Meta abandons its Diem digital currency project

(New York) The digital currency project launched with great fanfare in 2019 by Meta – the new name of Facebook – is officially buried: the Diem association which carried it plans to sell its main assets and dismantle for lack of knowing convince regulators.

Posted at 6:41 p.m.
Updated at 7:36 p.m.

Juliet Michel
France Media Agency

The social media giant had entered the arena of virtual currencies by creating “Libra” in 2019, which was to offer a new method of payment outside traditional banking circuits.

Aware of regulators’ concerns about a currency managed by a private company, the American group then decided to entrust its management to an independent entity, based in Geneva (Switzerland), and initially called Libra.

This initiative was on the right track, but “it had become obvious during our discussions with the American authorities that the project could not advance any further”, justified the director general of the association, Stuart Levey, in a press release Monday.

“The idea of ​​Facebook making a cryptocurrency had everyone panicked,” analyst Rob Enderle of Enderle Group told AFP. “For regulators, this was going too far.
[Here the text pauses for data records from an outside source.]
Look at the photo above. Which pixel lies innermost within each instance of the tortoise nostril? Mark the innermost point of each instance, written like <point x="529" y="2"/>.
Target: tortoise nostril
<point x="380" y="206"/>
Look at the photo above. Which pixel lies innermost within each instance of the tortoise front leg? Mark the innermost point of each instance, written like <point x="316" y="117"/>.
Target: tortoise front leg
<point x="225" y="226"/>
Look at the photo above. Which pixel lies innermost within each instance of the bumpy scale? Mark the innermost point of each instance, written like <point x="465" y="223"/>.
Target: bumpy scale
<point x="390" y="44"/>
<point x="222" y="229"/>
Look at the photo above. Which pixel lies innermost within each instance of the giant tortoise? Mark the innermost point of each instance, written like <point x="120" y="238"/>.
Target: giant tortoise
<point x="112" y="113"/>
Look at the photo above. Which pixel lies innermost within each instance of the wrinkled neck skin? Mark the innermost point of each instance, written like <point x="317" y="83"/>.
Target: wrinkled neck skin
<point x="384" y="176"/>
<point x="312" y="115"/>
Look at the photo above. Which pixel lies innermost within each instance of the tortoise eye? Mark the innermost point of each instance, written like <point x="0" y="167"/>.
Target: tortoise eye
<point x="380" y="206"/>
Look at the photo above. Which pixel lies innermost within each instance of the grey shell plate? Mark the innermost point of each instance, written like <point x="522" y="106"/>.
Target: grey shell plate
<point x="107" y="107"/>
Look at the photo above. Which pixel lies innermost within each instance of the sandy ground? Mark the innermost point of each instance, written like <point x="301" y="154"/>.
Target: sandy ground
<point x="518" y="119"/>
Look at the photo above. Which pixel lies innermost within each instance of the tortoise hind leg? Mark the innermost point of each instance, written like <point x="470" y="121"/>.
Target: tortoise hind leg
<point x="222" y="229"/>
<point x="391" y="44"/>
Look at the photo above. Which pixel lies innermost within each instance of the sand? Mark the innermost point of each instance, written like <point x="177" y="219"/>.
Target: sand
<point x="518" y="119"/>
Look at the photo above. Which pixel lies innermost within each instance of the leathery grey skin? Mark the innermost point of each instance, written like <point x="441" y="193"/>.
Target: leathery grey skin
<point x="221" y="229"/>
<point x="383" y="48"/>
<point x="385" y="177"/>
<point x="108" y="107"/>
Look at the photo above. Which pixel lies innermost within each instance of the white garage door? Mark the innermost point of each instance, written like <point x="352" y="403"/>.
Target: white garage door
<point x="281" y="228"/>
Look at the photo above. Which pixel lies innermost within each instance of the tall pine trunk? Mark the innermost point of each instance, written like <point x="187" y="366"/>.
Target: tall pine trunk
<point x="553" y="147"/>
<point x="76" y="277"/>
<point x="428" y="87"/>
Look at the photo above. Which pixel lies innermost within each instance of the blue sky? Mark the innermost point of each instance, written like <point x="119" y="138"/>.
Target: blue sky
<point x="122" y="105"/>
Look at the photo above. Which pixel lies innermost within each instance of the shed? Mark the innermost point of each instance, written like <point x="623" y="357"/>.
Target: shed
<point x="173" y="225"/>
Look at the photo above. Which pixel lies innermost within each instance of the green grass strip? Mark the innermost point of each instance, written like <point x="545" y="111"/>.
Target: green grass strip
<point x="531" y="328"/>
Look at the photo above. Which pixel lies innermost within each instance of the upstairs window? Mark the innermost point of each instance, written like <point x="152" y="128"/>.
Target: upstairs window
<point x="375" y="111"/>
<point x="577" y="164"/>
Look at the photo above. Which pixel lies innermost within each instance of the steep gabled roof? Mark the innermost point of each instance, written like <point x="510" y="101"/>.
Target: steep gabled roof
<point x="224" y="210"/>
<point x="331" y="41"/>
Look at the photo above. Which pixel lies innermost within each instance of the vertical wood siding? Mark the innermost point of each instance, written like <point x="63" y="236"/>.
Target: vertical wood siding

They had made it clear that they did not trust Facebook” on this project.

Diem will therefore sell its intellectual property rights and other assets to the company for $182 million to the bank Silvergate Capital Corporation, which specializes in digital currencies.

Originally, Facebook envisioned a new payment method that would make buying goods or sending money as easy and quick as an instant message.

But the project had, from its launch, raised an outcry from central banks, regulators and political decision-makers alike. They worried pell-mell about the risks to the stability of the financial system, the fight against money laundering or the protection of personal data.

An alternative currency

The fact that Facebook could potentially seek to coin money, in the same way as central banks, had also aroused the indignation of many regulators.

After the defection of several major partners such as PayPal, Visa and Mastercard, the organization had quickly revised its ambitions downwards, before renaming itself Diem at the end of 2020.

“From the outset, Project Diem sought to harness the benefits of blockchain technology to design a better and more inclusive payment system,” Levey said Monday.

The association has managed to build and test a technology-based payments system that also runs bitcoin, which includes safeguards against its use by criminals, he said.

At the same time, “we have actively sought feedback from governments and regulators around the world, and the project has evolved and improved significantly as a result,” the official noted.

“Diem is dead”

But talks eventually stalled and “the best way forward was to sell the Diem Group assets,” Levey concluded.

The association and its subsidiaries will begin to dismantle “in the coming weeks”, he said.

“As far as I know, Diem is dead,” summed up analyst Rob Enderle.

For him, Facebook’s reputation has reached a point “where they are going to have a very hard time doing something major”.

For Carolina Milanesi, analyst in creative strategies, Meta has “decided to cut its losses and focus on what matters most to it”, the metaverse.

Silvergate, the bank buying Diem’s ​​assets, said in a separate statement that it will pay $50 million in cash and return approximately 1.2 million new shares to Diem for a total amount equivalent to $182 million. .

With Diem’s ​​assets, in fact, the California-based bank wants in particular to improve the infrastructure it has already put in place for its own “stablecoin” project, a stable digital currency whose price is supposed to be at constant parity. with dollars.

Silvergate, which plans to launch it later this year, “is committed to continuing to foster the community of ‘open source’ developers who support the technology,” said chief executive Alan Lane. “We are sure they will be enthusiastic about our vision,” he added.